StargazyDrifter · 30/09/2020 01:42

Plenty of good advice on here already.

Just wanted to add that, on one of the indulgently early Christmas threads here, there was a suggestion of making a “doing advent calendar” for/with children. At 10, you could probably involve her in choosing some of the daily activities, which might also help with the planning thing.

Also, I recently met an 11yo who won’t read fiction but loves biographies and factual books about her particular hobby. Is there such a thing as an age-appropriate biography or “story” of whoever created Minecraft? Or something suitable linked to one of her instruments? The Royal Opera House shop online might be a good place to browse for non-fiction about music. Perhaps even something to read out loud/as a family book club?

Finally, could you two/three volunteer for something? Whether that’s helping clear a local park/river or writing letters to care homes... it may be that, if the focus is on helping someone else, she could draw motivation from a different place.

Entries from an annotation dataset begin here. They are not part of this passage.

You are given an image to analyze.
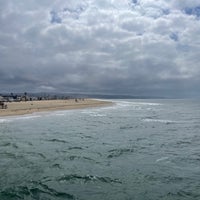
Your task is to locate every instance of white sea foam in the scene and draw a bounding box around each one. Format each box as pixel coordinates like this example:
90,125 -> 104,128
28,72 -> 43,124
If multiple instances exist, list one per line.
0,118 -> 10,123
156,157 -> 169,162
143,118 -> 176,124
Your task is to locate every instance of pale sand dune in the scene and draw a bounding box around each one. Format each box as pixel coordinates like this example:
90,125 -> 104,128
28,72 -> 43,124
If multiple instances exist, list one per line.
0,99 -> 112,116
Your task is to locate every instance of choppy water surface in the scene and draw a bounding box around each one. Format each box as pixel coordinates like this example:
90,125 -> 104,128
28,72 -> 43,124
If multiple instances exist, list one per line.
0,100 -> 200,200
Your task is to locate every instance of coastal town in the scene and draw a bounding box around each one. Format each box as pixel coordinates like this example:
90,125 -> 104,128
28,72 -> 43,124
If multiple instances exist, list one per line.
0,92 -> 84,109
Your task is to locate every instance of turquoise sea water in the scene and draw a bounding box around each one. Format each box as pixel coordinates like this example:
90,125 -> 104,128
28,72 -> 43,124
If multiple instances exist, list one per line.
0,100 -> 200,200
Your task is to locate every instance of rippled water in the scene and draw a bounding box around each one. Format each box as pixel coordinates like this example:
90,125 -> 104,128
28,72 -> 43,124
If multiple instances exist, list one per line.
0,100 -> 200,200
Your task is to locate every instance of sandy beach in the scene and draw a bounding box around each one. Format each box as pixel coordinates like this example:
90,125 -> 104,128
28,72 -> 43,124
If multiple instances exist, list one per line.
0,99 -> 112,116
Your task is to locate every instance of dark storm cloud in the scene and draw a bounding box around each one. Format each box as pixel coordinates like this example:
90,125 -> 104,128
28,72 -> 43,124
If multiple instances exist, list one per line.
0,0 -> 200,96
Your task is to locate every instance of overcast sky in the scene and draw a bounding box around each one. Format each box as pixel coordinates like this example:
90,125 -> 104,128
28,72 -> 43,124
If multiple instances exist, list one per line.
0,0 -> 200,97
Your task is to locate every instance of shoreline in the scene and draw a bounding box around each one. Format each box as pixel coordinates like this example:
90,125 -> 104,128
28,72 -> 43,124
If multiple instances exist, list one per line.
0,99 -> 113,117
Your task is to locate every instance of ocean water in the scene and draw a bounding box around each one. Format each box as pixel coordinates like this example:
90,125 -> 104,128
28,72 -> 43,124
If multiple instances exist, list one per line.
0,100 -> 200,200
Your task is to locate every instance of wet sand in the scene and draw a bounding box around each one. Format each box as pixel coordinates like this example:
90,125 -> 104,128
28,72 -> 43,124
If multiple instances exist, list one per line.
0,99 -> 112,116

poorchurchmouse · 30/09/2020 18:54

No advice but lots of sympathy, I’m in a similar situation. I did very seriously think about leaving and being an EOW parent as that was the most I could cope with. I’m hanging in there but it’s so hard with someone who seems to dislike the mere fact of your existence.

hoven · 30/09/2020 19:04

If you dislike her so much and wish you'd never had her contact social services so she can be placed with foster or adoptive parents

BertieBotts · 30/09/2020 20:38

eggs glad to hear I am on the right track Blush sometimes it feels like bloody stabbing in the dark! When people say parenting is hard you never imagine it's like this! Confused

JKRowlingSuperfan · 30/09/2020 21:23

You were really helpful, @BertieBotts, and I'm very grateful. There's been some helpful advice on here.